On April 9 at about 7:00pm we had a home invasion. Two males smashed their way into our home and attacked myself, my son & his friend. I felt so damn helpless not being able to help defend my son. I was so mad that I didn't grab something to defend ourselves with. It just all happened so fast and before I knew it I was on the phone with 911 screaming for someone to help us. Mean while these guys had my son cornered and were just beating on him. I was terrified that they would kill him. I felt sick to my stomach, raged and panicked all at the same time. Once they left I could start to feel the burn on my arms and head from the one guy punching me over and over. I ran over to my son to check on him and he was hurt bad ... but so upset that they had also hurt me. The kitchen was a mess from the whole situation ... my sons head had gone through one of the windows, so there was glass all over too. I was shaking so bad it was all I could do to stand up. After ALL that we've been through I thought that I would have been able to handle something like this better .... but I fell apart.
Every sound was making both of us react and jump. I couldn't sleep, was scared to close my eyes. I felt like they were coming back for us because I had called the cops and one of them had dropped their phone. My son had begged the cops to have a car posted outside our place until they find the two guys, but they couldn't do that due to lack of man power. My son began walking around the house with his baseball bat for protection, kept checking the door over n over to make sure it was locked and was looking out the windows all the time. We had some of his friends stay with us for a few days until we felt a bit calmer to be alone. I went through days of intense RAGE. I beat on my bed, cried, screamed into my pillow constantly ... I just felt SO violated by the attack!!

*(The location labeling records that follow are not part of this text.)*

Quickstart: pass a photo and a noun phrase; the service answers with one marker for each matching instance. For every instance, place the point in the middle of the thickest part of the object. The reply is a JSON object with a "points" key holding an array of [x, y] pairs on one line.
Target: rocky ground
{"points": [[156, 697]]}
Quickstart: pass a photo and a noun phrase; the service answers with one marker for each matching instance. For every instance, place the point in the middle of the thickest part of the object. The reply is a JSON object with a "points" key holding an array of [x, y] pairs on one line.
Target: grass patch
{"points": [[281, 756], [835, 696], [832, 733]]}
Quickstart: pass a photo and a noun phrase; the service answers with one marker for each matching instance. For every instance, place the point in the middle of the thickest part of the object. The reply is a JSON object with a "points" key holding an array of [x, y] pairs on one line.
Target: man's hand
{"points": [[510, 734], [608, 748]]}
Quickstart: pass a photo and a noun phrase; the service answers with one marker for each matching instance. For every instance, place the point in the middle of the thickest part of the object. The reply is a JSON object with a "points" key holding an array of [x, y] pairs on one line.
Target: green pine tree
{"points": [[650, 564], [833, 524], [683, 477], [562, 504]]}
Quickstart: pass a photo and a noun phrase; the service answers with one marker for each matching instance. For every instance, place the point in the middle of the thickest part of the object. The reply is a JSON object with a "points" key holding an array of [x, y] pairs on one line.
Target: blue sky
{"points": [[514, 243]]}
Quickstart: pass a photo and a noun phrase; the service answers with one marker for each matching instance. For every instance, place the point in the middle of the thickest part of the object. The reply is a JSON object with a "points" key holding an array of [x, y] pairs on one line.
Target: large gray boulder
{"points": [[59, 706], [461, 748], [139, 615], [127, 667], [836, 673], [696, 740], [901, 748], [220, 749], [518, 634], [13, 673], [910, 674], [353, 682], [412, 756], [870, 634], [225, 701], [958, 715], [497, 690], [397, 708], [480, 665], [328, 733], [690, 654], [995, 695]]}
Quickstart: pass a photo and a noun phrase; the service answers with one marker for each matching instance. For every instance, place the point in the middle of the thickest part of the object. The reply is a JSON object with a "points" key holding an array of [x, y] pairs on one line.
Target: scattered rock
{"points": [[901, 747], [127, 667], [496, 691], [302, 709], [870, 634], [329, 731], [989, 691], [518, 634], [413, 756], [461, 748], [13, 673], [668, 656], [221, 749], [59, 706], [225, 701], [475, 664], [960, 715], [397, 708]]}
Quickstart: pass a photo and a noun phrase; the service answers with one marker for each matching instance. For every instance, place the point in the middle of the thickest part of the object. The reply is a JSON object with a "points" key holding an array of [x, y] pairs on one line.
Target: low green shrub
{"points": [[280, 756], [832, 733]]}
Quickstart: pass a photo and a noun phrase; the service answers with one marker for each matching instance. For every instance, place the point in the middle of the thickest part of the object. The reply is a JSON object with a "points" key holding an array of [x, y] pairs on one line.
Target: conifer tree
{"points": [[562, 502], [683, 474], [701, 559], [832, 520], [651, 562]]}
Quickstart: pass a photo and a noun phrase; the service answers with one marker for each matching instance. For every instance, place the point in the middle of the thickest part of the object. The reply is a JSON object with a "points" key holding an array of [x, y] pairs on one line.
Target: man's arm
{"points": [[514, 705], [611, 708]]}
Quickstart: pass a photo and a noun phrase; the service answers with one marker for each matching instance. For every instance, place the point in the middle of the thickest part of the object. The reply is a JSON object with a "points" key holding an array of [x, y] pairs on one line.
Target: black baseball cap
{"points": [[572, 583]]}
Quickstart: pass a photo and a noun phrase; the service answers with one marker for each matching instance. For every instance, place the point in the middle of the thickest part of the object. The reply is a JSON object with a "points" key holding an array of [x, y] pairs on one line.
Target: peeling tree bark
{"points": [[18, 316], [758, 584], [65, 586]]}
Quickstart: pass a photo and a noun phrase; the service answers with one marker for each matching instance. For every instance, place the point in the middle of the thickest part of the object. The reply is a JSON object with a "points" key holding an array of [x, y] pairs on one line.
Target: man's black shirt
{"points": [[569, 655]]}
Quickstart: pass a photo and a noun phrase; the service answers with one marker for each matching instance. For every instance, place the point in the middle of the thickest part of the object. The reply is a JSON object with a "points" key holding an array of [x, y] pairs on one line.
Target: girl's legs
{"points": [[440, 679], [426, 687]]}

Today ... I pretty much feel the same, as does my son. Both of us have SO VERY MUCH anger inside. I'm have tried to talk to someone about my feelings .... not doing well with that so far. My son .... WILL NOT talk to anyone except me and his friends about it. This whole situation has re-traumatised us even worse!!
Now, my car is not running well too! Another stressor that I do not need right now!
When I wake up in the morning I think "why" .... I don't feel like I have any reason to get out of bed. I HATE to wake each morning .... the days go one forever. I feel trapped in my world of being alone ... I feel like there isn't one person around me that "really gets" how I am feeling. The only one that mirrors back to me what I feel is my son. We have dreams of killing these guys ... dreams of them killing US ..... The thoughts are constant!! I get mad when my friend tells me that I need to snap outta it .... HOW ..... WTF ..... I've got no money to do anything or go any where. Car not running well. No family "around"! My friend lives 4 hours away too! I feel so damn lonely and angry that I hurt inside physically. I've been thinking about ways to escape these feelings .... get lost in booze, drugs ..... the streets ....... I don't know. All I do know is that, I can not keep going on feeling like this and continue to want to be alive! I want this hurt ... pain .... to STOP!!